Born in Etretat, France, to Dr. Austin L. Hobbs and
Mabel Foote Hobbs, Peter was raised in New York
City, attended Solebury School in Pennsylvania, and
graduated in Drama from Bard College. In World War II
he served in Europe as a Sergeant in Combat Engineering and
fought at the Battle of the Bulge. Peter was especially proud of his
role in safeguarding the lives of the men in his platoon.

Peter enjoyed a 50-year career as an actor in theater, TV, and film.
He played on Broadway (notably, “Teahouse of the August Moon”
and “Billy Budd”); on TV (from his role as Peter Ames in “Secret Storm”
from 1954 to 1962, to “Perry Mason,” “The Dick Van Dyke Show,”
“The Andy Griffith Show,” “Bonanza,” “All in the Family,”
“The Odd Couple,” “Streets of San Francisco,” “Happy Days,”
“Barney Miller,” “Lou Grant,” “M*A*S*H,” “Knots Landing,”
“L.A. Law,” and dozens more); and in film (“Sleeper,”
“Man with Two Brains,” “9 to 5,” “Any Which Way You Can,”
“Andromeda Strain,” “In the Mood,” and “The Lady in Red”).

Peter was a devoted husband and loving father, a good and generous
friend and neighbor, an amiable, passionate and good-humored man
who loved life, all kinds of people, progressive politics, reading, acting,
spirited conversation, laughter, and a cocktail or two now and then.

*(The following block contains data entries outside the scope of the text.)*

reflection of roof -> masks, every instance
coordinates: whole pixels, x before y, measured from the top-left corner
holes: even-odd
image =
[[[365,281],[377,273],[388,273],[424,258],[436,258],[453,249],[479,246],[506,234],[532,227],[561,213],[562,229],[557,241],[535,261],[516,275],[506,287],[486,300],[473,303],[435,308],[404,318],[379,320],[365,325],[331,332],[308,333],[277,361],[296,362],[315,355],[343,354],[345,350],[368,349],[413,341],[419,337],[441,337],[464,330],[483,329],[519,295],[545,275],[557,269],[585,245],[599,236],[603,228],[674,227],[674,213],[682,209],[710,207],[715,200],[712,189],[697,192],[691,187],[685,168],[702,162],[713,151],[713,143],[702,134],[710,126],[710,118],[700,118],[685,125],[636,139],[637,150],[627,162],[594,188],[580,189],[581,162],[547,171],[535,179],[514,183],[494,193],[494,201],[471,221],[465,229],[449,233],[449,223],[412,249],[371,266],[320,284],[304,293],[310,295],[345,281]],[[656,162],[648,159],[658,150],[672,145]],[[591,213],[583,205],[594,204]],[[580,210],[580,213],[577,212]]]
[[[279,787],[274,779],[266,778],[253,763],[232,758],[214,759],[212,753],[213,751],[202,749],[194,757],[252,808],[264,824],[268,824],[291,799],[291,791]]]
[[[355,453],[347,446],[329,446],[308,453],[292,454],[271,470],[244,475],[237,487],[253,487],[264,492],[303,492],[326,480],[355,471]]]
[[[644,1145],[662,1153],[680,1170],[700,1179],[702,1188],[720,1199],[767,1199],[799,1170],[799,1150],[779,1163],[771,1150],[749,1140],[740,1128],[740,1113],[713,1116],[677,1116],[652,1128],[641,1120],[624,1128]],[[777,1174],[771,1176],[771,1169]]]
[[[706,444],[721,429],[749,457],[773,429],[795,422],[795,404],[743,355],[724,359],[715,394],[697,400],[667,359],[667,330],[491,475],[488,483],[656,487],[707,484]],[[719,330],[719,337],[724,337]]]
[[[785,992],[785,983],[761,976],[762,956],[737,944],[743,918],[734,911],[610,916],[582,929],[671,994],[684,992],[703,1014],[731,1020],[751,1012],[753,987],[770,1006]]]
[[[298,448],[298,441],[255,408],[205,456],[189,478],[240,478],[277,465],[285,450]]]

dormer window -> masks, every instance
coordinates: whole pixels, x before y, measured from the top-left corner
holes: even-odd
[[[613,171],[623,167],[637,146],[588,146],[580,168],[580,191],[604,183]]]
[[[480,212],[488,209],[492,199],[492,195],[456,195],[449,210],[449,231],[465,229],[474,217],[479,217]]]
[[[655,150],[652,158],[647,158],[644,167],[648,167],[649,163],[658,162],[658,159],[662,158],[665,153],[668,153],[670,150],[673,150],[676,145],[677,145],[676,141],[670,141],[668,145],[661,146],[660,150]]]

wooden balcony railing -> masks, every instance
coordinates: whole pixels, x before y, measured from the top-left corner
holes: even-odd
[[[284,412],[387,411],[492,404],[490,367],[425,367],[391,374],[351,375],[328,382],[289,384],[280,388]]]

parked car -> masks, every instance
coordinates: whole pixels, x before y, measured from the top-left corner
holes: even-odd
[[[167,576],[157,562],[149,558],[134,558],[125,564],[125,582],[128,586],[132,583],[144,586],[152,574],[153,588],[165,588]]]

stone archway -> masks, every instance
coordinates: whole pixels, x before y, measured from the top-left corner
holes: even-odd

He
was a vibrant man who, whether you knew him on the screen or in life,
put a smile on your face and joy in your heart. “Point of order!”
as he liked to say: You gave them a good show, Peter!

Peter is survived by his wife of 28 years, Carolyn Adams
Hobbs; three daughters, Anna Hobbs of Barcelona, Jennifer
McVeigh of Prospect, Maine, and Nancy Hobbs of New York
City; two stepsons, Mark and Adam Richards of Santa Monica;
and six grandchildren and two great-grandchildren.

So long, ol' pal, great
guy, loved life, died peaceful, wonderful friend. Still wait
every day for his call telling us the mail's in.